Macronix International Co Ltd (旺宏電子), which supplies memory chips to Japanese video game console maker Nintendo Co, yesterday reported its first quarterly loss in six years as prices fell at a steeper-than-expected pace amid sluggish demand.
The slower-than-expected production ramp-up at its new 12-inch factory added pressure to already weak gross margins last quarter because of higher manufacturing expenses, Macronix said, adding that it had underestimated the difficulty in integrating equipment.
Macronix recorded a loss of NT$1.09 billion (US$37 million) in the first quarter, reversing net profits of NT$1.06 billion in the same period last year and NT$981 million in the fourth quarter of last year, according to company statements.

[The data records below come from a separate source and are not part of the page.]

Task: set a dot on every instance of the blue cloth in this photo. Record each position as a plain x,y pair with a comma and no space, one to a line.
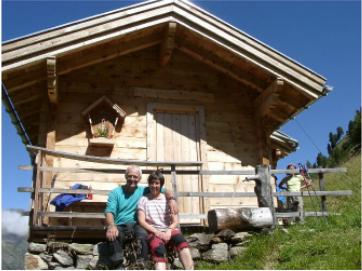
63,200
281,198
123,205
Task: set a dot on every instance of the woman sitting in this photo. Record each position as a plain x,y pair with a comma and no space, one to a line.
155,216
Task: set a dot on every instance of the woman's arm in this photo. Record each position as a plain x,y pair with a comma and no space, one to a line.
142,221
112,230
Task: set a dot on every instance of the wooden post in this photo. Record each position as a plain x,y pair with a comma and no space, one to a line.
322,188
173,180
263,190
38,180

The last time the chipmaker fell into the red was in the first quarter of 2006, when it recorded a loss of NT$627 million.
First-quarter gross margin shrank to 14 percent, the lowest level since the first quarter of 2006, compared with 42 percent in the previous year and 37 percent in the final quarter of last year.
“We think the first quarter will be our worst quarter this year based on current bookings,” Macronix chairman and chief executive officer Miin Wu (吳敏求) told a media briefing.
“The business will improve gradually over the rest of the year, and we think there’s a chance for Macronix to eke out a quarterly profit [later this year],” Wu said.
Wu said the company’s gross margin should recover to about 40 percent within the next two years, or two-and-a-half years after the new fab started producing memory chips using advanced 32-nanometer process technology.
This quarter, prices for NOR flash memory chips are expected to stabilize, helped by recovering demand, after plunging 30 percent quarter-on-quarter — far sharper than the company’s forecast of a 10 percent drop — in the first three months, Wu said.
NOR flash chips, which are used to store configuration data in a wide range of digital products, accounted for about 60 percent, of Macronix’s revenue of NT$5.1 billion last quarter, up from 44 percent a quarter ago, as demand for another type of memory, ROM, plummeted.
Macronix, which shipped most of its ROM chips to Nintendo, does not expect its ROM business to improve significantly this quarter because of seasonal factors.